Other than improving on the training environment, we see an improvement in accuracy and ability to execute long horizon tasks in benchmarks like OS-World, where we get a 20% absolute improvement on the Chrome category — even though our training environment has no resemblance to OS-World's environment or tasks.
Some key observations:

  • Reward goes up 🚀
  • The model learns to solve new tasks, which is a good sign that the range of difficulty is good, and that there is some amount of generalisation in what it learns.
  • From the entropy and the actual rollouts, we can see some interesting behaviors.

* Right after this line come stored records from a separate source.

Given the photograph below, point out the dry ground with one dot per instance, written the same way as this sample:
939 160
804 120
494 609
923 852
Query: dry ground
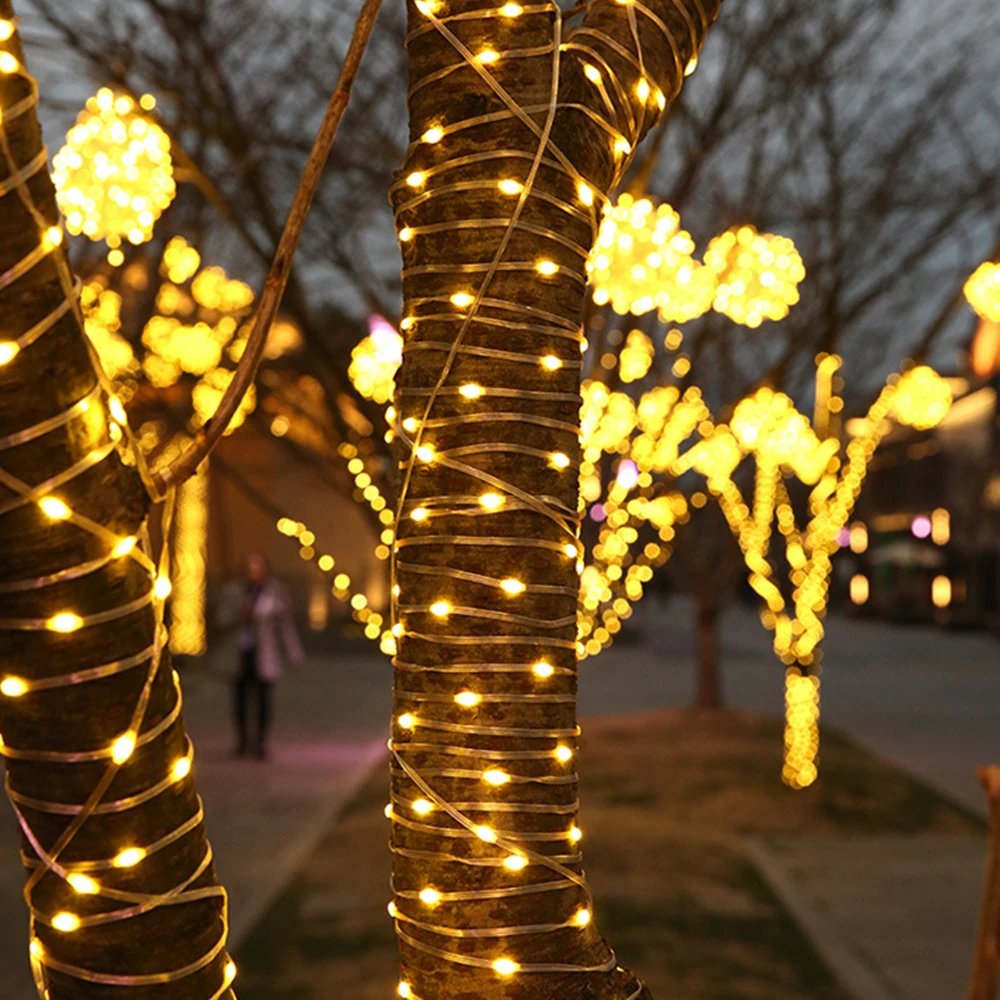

The entropy increases quite steadily, from what we can attribute this to the model exploring more in the text space before generating an action, as in most RL we let the model think for a limited amount of tokens before the answer. Specifically we see that the traces here become more varied and also more informative. For example, the model realizes errors or unintended outcomes based on what it planned to do and what actually happened. One key emerging change is that the model becomes less likely to repeat itself. This stems from the fact the models have a strong bias to repeat what is already in the context, which in action is problematic. What we expect from a robust system, and what we see after the multi-turn training is that the model realizes an interaction failed based on the history, and decides to either try something entirely different, or at least adjust the action slightly and try again. These are behaviors that cannot be derived systematically from SFT because they require incorporating the behavior the model has. For example, the probability of trying again or trying something else, depends on the model's ability, so simply mimicking a human does not train this.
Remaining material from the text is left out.